Mais Groundation n’est pas un simple groupe de reggae. En effet, voilà maintenant 13 ans qu’il casse cette barrière, en le mêlant au
jazz, au funk ainsi qu’à la soul pour un résultat des plus originaux. On doit notamment cela à la grande culture musicale de ses musiciens, ayant pour la plupart étudié dans la prestigieuse
université jazz de Sonoma en Californie, ce qui s’est fortement fait ressentir dans les différents soli qui ont ponctués leur performance.
Sans doute un des meilleurs moments de cette soirée… voire de cette dernière édition en date du Jardin du Michel.
Article : Frédéric MACIERI
Photos : Juliette Delvienne
The Inspector Cluzo arrive à la nuit tombée, envoyant les décibels aussi vite et fort qu’ils crient leur
haine de AaRON et de pas mal d’autres choses d’ailleurs. Les deux gascons, simplement vêtus d’une guitare et d’une batterie, chantent en anglais leur rage et varient leurs registres du gros rock
testostéroné à des chansons foutrarques basculant dans des aigus hasardeux.

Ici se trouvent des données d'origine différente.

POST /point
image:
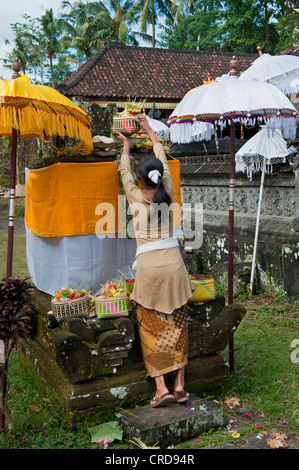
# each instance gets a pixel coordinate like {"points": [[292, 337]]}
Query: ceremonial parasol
{"points": [[226, 102], [161, 129], [281, 71], [28, 110], [264, 149]]}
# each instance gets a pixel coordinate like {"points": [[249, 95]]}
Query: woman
{"points": [[162, 285]]}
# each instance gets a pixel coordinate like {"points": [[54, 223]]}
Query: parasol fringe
{"points": [[181, 132], [60, 121]]}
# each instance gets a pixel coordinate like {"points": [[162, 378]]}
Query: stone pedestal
{"points": [[172, 424], [91, 362]]}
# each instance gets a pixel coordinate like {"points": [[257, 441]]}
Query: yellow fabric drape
{"points": [[61, 199]]}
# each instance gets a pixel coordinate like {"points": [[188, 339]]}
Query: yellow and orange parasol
{"points": [[28, 110]]}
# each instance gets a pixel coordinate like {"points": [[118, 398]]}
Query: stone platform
{"points": [[171, 424], [91, 363]]}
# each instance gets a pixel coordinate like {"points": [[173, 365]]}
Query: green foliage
{"points": [[51, 48], [17, 312]]}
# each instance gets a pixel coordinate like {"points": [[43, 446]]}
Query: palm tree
{"points": [[50, 29], [149, 14], [120, 15], [84, 27]]}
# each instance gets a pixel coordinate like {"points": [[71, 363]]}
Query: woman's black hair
{"points": [[147, 164]]}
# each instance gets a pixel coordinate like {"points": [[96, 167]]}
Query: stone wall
{"points": [[205, 180]]}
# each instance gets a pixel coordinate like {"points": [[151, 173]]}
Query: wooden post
{"points": [[233, 72], [11, 214], [10, 233]]}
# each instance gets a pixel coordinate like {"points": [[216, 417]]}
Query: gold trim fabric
{"points": [[164, 339]]}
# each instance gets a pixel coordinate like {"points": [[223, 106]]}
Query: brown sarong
{"points": [[164, 339]]}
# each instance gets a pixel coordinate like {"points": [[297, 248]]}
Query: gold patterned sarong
{"points": [[164, 339]]}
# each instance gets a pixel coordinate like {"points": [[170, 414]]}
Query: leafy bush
{"points": [[18, 320]]}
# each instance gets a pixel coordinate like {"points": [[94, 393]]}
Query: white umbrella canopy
{"points": [[226, 102], [161, 129], [263, 150], [268, 145], [245, 101], [281, 71]]}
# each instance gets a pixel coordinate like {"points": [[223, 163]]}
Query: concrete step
{"points": [[172, 424]]}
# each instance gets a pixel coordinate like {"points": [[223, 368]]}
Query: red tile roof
{"points": [[118, 72]]}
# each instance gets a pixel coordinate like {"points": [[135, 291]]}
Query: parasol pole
{"points": [[232, 72], [12, 192], [10, 233], [11, 214], [257, 226]]}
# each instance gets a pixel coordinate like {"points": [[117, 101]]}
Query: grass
{"points": [[265, 379]]}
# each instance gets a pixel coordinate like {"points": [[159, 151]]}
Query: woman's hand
{"points": [[124, 139], [145, 128]]}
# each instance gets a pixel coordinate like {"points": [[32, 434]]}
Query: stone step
{"points": [[172, 424]]}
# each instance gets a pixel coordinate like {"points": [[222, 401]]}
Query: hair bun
{"points": [[154, 176]]}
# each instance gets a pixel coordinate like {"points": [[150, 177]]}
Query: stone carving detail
{"points": [[253, 197], [240, 200], [276, 202]]}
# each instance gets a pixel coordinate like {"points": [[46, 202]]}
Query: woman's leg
{"points": [[179, 382], [161, 388]]}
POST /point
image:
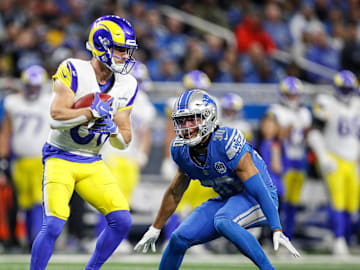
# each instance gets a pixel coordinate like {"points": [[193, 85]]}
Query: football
{"points": [[87, 100]]}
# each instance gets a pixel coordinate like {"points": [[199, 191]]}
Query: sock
{"points": [[101, 225], [338, 223], [28, 225], [289, 219], [119, 223], [244, 241], [43, 245], [170, 226], [36, 220], [174, 253]]}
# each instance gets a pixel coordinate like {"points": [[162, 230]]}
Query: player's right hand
{"points": [[103, 126], [327, 164], [148, 239], [99, 108]]}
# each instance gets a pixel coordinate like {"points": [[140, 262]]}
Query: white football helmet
{"points": [[194, 116]]}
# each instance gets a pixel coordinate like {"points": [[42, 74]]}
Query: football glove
{"points": [[104, 126], [99, 108], [280, 239], [148, 239]]}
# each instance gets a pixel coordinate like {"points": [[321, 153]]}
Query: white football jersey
{"points": [[30, 123], [80, 77], [342, 126], [298, 120], [142, 115]]}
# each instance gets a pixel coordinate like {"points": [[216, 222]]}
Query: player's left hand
{"points": [[148, 240], [104, 126], [280, 239]]}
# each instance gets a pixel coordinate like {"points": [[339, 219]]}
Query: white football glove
{"points": [[148, 239], [327, 164], [280, 239]]}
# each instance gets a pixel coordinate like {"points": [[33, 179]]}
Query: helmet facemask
{"points": [[198, 120], [110, 33]]}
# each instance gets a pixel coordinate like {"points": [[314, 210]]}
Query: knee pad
{"points": [[53, 226], [220, 223], [119, 220], [178, 243]]}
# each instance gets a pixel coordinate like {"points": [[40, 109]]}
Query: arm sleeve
{"points": [[67, 124], [256, 187]]}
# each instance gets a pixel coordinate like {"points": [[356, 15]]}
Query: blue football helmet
{"points": [[107, 33], [345, 84], [33, 78], [196, 79], [141, 73], [290, 90], [194, 116]]}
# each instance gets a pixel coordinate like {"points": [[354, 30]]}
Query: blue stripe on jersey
{"points": [[74, 82], [50, 151], [131, 102]]}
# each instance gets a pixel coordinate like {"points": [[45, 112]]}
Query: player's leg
{"points": [[240, 213], [100, 188], [196, 229], [22, 185], [58, 186], [336, 183], [35, 174], [351, 199], [293, 180]]}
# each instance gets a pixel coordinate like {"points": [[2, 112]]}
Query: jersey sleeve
{"points": [[67, 74], [231, 143]]}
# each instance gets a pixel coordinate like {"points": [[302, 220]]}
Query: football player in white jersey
{"points": [[71, 155], [220, 158], [126, 164], [335, 142], [294, 120], [24, 132]]}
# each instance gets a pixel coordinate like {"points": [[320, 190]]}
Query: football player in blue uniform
{"points": [[220, 158]]}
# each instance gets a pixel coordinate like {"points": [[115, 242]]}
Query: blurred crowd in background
{"points": [[324, 32]]}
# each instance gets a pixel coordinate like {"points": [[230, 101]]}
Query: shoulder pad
{"points": [[232, 139], [177, 142]]}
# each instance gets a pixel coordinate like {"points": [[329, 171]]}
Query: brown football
{"points": [[88, 99]]}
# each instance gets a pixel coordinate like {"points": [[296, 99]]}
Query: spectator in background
{"points": [[350, 54], [250, 31], [276, 28], [323, 53], [24, 131], [257, 67]]}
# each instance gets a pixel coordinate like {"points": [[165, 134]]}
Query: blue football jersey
{"points": [[226, 147]]}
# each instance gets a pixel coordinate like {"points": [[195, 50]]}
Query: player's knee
{"points": [[53, 226], [178, 243], [119, 220], [220, 223]]}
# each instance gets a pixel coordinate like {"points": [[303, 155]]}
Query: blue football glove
{"points": [[104, 126], [99, 108]]}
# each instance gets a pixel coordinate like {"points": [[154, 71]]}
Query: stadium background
{"points": [[177, 36]]}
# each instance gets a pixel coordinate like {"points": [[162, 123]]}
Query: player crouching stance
{"points": [[220, 158], [71, 155]]}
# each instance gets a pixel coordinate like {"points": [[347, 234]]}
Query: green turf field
{"points": [[185, 266], [194, 262]]}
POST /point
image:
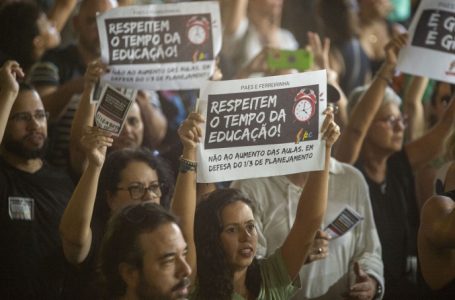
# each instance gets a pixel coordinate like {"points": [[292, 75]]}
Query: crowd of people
{"points": [[85, 214]]}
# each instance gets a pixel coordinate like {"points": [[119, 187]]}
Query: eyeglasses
{"points": [[25, 117], [138, 190], [393, 121]]}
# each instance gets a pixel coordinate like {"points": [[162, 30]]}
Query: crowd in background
{"points": [[88, 215]]}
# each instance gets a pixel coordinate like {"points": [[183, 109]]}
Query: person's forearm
{"points": [[75, 223], [413, 107], [83, 117], [7, 99], [155, 124]]}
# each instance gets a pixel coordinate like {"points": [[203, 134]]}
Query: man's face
{"points": [[26, 129], [85, 23], [165, 271]]}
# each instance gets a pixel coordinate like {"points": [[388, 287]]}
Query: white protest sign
{"points": [[262, 126], [432, 42], [112, 109], [165, 46]]}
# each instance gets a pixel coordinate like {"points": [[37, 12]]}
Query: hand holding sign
{"points": [[393, 48], [330, 130], [95, 142], [190, 134]]}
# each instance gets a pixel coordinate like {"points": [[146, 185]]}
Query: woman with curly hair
{"points": [[221, 233]]}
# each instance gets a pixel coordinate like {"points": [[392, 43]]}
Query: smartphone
{"points": [[300, 59]]}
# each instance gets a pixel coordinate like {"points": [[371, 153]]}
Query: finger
{"points": [[323, 235], [329, 117], [361, 275]]}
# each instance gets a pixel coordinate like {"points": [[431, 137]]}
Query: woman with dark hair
{"points": [[25, 33], [225, 234], [128, 175]]}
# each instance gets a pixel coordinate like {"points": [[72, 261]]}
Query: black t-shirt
{"points": [[32, 264], [397, 220]]}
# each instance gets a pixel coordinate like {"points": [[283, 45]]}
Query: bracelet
{"points": [[187, 165], [388, 80]]}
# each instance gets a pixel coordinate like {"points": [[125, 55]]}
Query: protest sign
{"points": [[262, 126], [112, 109], [432, 39], [165, 46]]}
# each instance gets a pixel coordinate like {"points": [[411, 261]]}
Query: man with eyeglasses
{"points": [[33, 195], [143, 255]]}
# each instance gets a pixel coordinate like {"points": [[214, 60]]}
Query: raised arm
{"points": [[413, 107], [9, 88], [436, 241], [311, 207], [75, 230], [430, 145], [155, 123], [61, 11], [84, 116], [351, 141], [184, 199]]}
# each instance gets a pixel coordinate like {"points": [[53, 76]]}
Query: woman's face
{"points": [[138, 182], [387, 130], [239, 235]]}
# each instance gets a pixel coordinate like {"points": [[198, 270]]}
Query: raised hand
{"points": [[320, 50], [9, 73], [364, 288], [93, 73], [190, 132], [95, 142], [320, 247], [330, 130], [393, 48]]}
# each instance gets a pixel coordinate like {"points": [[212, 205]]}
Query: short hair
{"points": [[18, 28], [356, 95], [214, 273], [121, 241], [116, 162]]}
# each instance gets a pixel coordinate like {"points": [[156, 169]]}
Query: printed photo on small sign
{"points": [[432, 39], [95, 95], [262, 126], [346, 220], [164, 46], [21, 208], [112, 110]]}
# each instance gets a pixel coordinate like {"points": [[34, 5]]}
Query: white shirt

Sur la scène flotte un fier drapeau de Mont-de-Marsan, leur ville d’origine, tandis que ballon de rugby et maillots aux
couleurs de l’équipe locale dressent le portrait d’un « groupe de bouseux, qui joue pour les bouseux ». C’est leur combat, et celui-ci dure depuis 3 ans maintenant, le groupe ayant
parcouru plus de 27 états et donnés quelques 480 concerts, le chanteur soulignant au passage sa haine de la France et son impossibilité d’avoir pu y jouer et y être accepté. Leur chanson phare
« The French Bastards » s’est retrouvée n°2 au Japon derrière Lady Gaga, électrise la foule et montre toute la puissance et l’efficacité du duo sur scène. A souligner au passage que le
groupe a été invité dans les plus grands festivals, Sziget, South By Southwest, Lowlands festival en tête !

The
Inspector Cluzo - Photo : Juliette Delvienne
Au passage, Malcolm le guitariste rappelle tout son mépris pour les groupes de musique électronique, à leur sens factice et ne faisant pas de musique. « Nous on fait de la merde, mais au
moins vous voyez exactement ce qu’on joue. On a pas de samples, pas de boucles ni d’enregistrements ». Dédicace aussi au bassiste, absent dans le groupe et qui a sa chanson : Fuck Bass
Player. Le message est passé. Les punitions se succèdent face à un public jugé trop mou qui se réveillera bien assez vite. Bien que cette rapide description bordélique ne présente que bien
mal et partiellement la prestation du groupe, leur show fut un véritable plaisir et une découverte certaine, expérience unique que je vous invite à découvrir, ne serait-ce que pour un petit jeté
de cymbale !
Photos : Juliette Delvienne
Article : Ugo Schimizzi
Le trio d’Heartbeat Parade prend le relai sur la scène alternative. Le groupe n’est pas en reste d’énergie et de gros
son et les trois musiciens se donnent un mal fou à contenter la foule. Pari réussi pour le musique à la croisée du rock et du metal, aux vertues sautillantes bénéfiques et aux rythmes
implacables.
Guitares et basses virevoltent, les maillots jaunes du groupe parcourant la scène, rappelant au passage le don du Michel de savoir dénicher de nouveaux groupes et découvertes régionales. Heartbeat Parade fait indéniablement parti de cette catégorie et rempli son contrat avec brio, réchauffant les cœurs à mesure que la nuit tombe.